The choice of t0=s/L as an initial approximation now looks reasonable (recall the first approach to solving the problem).
Next, we perform iterations using the Newton’s method until the error of the solution becomes acceptable, or the number of iterations performed becomes unacceptably large.
There is a potential problem when using only Newton’s method. The F(t) is a nondecreasing function because its derivative F’(t)=|dY/dt| is nonnegative. If the second derivative F”(t)>0, then the function is said to be convex and the Newton iterates are guaranteed to converge to the root. However, in our case, F”(t) may turn out to be negative, which is why the Newton iterates may converge outside the domain t∈[0,1]. The author of the article suggests using a modification of the Newton method, which is a hybrid of Newton’s method and bisection. If the next result of the iteration by the Newton’s method is not inside the current root-bounding interval, the midpoint of the interval is used instead. Regardless of whether a Newton iterate or bisection is used, the root-bounding interval is updated, so the interval length strictly decreases over time.
We also need to choose the numerical integration method — I used the quadratures of the Gauss method, since it provides a sufficiently accurate results at a low cost.

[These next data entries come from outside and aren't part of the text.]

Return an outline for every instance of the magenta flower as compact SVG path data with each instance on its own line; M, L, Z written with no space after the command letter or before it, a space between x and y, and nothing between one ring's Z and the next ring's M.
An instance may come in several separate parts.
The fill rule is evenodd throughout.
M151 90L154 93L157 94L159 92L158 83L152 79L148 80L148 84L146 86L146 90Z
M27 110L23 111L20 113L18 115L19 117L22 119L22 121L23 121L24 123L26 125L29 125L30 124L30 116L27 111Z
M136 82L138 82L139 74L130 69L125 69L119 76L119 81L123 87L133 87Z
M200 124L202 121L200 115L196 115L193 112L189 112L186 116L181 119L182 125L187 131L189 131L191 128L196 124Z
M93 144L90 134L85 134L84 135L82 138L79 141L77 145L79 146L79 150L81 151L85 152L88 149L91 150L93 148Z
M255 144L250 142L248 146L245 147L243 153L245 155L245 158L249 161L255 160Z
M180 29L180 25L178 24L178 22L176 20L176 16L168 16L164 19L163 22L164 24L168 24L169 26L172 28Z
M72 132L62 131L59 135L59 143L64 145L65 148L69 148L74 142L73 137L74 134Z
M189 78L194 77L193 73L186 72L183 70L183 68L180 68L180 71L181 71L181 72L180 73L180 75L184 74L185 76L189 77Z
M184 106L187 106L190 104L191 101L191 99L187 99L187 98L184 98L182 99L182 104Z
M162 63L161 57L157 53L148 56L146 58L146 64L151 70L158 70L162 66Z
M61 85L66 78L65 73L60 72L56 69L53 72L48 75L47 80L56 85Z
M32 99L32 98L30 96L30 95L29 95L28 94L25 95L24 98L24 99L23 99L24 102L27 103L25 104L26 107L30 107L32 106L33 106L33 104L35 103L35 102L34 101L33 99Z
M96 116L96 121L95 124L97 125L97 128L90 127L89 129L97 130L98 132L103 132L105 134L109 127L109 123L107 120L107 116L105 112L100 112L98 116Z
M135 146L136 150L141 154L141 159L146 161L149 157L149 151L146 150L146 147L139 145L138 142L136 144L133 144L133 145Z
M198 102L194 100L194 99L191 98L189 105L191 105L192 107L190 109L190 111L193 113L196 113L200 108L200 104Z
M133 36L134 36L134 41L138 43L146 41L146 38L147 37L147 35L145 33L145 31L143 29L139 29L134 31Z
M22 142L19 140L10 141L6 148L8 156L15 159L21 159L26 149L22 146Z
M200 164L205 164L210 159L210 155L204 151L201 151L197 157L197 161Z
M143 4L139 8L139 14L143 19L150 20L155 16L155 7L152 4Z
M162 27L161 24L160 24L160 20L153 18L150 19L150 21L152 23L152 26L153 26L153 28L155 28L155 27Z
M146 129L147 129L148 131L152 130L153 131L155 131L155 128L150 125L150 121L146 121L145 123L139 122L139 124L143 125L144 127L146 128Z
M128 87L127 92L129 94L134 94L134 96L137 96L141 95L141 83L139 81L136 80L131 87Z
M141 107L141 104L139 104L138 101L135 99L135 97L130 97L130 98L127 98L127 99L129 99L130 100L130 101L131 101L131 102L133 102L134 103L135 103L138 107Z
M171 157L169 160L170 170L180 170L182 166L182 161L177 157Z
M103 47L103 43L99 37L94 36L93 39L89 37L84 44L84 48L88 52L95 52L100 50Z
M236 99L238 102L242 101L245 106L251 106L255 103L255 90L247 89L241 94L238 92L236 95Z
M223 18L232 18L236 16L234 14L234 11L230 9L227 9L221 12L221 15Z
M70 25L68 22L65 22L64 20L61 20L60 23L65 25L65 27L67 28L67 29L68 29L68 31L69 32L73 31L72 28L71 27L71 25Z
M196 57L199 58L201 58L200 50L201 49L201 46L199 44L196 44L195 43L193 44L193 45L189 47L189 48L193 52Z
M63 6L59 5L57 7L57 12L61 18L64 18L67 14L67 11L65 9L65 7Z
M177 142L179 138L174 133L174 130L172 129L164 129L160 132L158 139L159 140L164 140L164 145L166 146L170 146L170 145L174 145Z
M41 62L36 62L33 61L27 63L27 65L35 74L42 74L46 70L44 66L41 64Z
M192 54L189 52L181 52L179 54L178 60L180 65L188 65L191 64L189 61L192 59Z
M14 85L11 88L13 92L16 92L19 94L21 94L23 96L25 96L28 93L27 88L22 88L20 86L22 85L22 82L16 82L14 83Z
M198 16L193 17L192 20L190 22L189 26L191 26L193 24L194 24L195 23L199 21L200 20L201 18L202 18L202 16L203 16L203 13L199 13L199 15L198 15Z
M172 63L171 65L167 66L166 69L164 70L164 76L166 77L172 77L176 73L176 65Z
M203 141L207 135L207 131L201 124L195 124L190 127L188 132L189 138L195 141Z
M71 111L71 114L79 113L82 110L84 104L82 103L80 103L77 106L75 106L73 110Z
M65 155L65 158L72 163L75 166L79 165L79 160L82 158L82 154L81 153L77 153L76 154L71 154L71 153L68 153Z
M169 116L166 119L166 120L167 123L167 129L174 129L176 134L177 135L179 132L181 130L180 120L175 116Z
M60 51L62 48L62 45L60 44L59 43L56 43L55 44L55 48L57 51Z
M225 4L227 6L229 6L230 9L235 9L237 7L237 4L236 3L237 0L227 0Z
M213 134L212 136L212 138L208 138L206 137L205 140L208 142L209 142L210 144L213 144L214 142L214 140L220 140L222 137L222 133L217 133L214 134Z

The code of the function that calculates t(s):
public float ArcLength(float t) => Integrate(x => TangentMagnitude(x), 0, t);
private float Parameter(float length)
{
float t = 0 + length / ArcLength(1);
float lowerBound = 0f;
float upperBound = 1f;
for (int i = 0; i < 100; ++i)
{
float f = ArcLength(t) - length;
if (Mathf.Abs(f) < 0.01f)
break;
float derivative = TangentMagnitude(t);
float candidateT = t - f / derivative;
if (f > 0)
{
upperBound = t;
if (candidateT <= 0)
t = (upperBound + lowerBound) / 2;
else
t = candidateT;
}
else
{
lowerBound = t;
if (candidateT >= 1)
t = (upperBound + lowerBound) / 2;
else
t = candidateT;
}
}
return t;
}The numerical integration function:
private static readonly (float, float)[] CubicQuadrature =
{(-0.7745966F, 0.5555556F), (0, 0.8888889F), (0.7745966F, 0.5555556F)};
public static float Integrate(Func<float, float> f, in float lowerBound, in float uppedBound)
{
var sum = 0f;
foreach (var (arg, weight) in CubicQuadrature)
{
var t = Mathf.Lerp(lowerBound, uppedBound, Mathf.InverseLerp(-1, 1, arg));
sum += weight * f(t);
}
return sum * (upperBound - lowerBound) / 2;
}Further we can adjust the error of the Newton’s method or choose a more accurate method of numerical integration but the problem is in fact solved — an algorithm for calculating the argument t of the spline for a given arc length was found. To combine several sections of curves into single path and write a generalized procedure for calculating s(t) you can store the lengths of all sections and pre-calculate the index of the section where you want to perform an iterative procedure using the modified Newton’s method.
Thus, we have considered several ways to parametrize the spline by the distance traveled. In the source article the author offers to solve the differential equation numerically as an option, but, according to his own remark, he prefers the modified Newton method:
I prefer the Newton’s-method approach because generally it can be computed faster than with differential equation solvers.
As a conclusion, this is a time table for calculating the position on the curve shown in the screenshots in one thread of the i5–9600K processor:
+------------------------+------------------+
| Number of calculations | Average time, ms |
+------------------------+------------------+
| 100 | 0.62 |
| 1000 | 6.24 |
| 10000 | 69.01 |
| 100000 | 672.81 |
+------------------------+------------------+I think that such a speed of calculations makes it possible to use them in various games and simulations. I will be glad to see corrections and criticism in the comments.